Pruning is not usually necessary. If Buttonbush gets too large or unruly, you can shear or rejuvenate the shrub by cutting it close to its base or crown in early spring before new growth emerges. Read more about the Rejuvenative Method of Pruning.
Buttonbush is relatively pest-free and is an easy-to-grow addition to your landscape. It no insects or diseases that cause severe or significant long-term damage. You may encounter Lygus bugs, leafhoppers, or thrips which can cause malformed, stunted, or yellowed leaves. On the plus side, the shrub attracts a plethora of beneficial insects. Notably, the chalcid wasp is drawn to buttonbush because it preys upon thrips, Lygus bugs, and leafhoppers that eat the plant.

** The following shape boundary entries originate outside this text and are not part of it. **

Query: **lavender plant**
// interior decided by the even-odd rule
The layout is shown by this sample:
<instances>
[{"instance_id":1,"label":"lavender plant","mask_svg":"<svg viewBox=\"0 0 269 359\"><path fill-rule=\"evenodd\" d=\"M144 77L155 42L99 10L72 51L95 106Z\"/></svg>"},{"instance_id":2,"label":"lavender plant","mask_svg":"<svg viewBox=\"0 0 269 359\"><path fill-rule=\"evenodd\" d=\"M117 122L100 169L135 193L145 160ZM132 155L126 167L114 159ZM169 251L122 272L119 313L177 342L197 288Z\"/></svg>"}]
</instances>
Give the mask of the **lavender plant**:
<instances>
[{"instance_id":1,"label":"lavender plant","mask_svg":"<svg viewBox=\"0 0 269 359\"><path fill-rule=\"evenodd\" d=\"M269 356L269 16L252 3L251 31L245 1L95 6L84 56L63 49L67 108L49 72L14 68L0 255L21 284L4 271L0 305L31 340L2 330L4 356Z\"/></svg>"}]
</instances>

This plant rarely suffers severe damage from deer browsing or other animal damage.
Many parts of the plant were used medicinally by native North Americans via decoction to treat a range of ailments. Decoction is a method of extraction by boiling plant material to dissolve the chemicals within the plant material. Decoction of the bark was used by the Chickasaw and Choctaw for making laxatives, curing skin, bronchial and venereal diseases. These tribes also often chewed on the inner bark for treatment of toothaches. The first European settlers used the bark as a prescribed drug for malaria and a substitute for quinine.
The botanical name of Buttonbush is Cephalanthus which originates from the two Greek words “kephalos” which means “head” and “anthos” which means “flower”. This is in reference to the unusual, round shape of the flower heads.
The largest Buttonbush in North America made its debut on the National Register of Champion Trees in 2019. It is 18-feet tall with a crown spread of 17.5-feet and is located in Montgomery, Maryland.
The foliage contains glucosides and can be toxic to humans and many mammals if large doses are ingested. Symptoms include vomiting, convulsions, and muscular paralysis.
Other plants that tolerate wet sites would also do well planted near a Buttonbush. Plants you would commonly find in a rain garden would make great companions as well such as Red Milkweed, Ironweed, Great Blue Lobelia, New Jersey Tea, Glossy Black Chokeberry, or Silky Dogwood. These plants have different bloom times which help support pollinators. Their foliage also has a different texture which adds a nice contrast. Buttonbush can be planted in the lower tier of a large rain garden as it can tolerate water depths of up to three feet.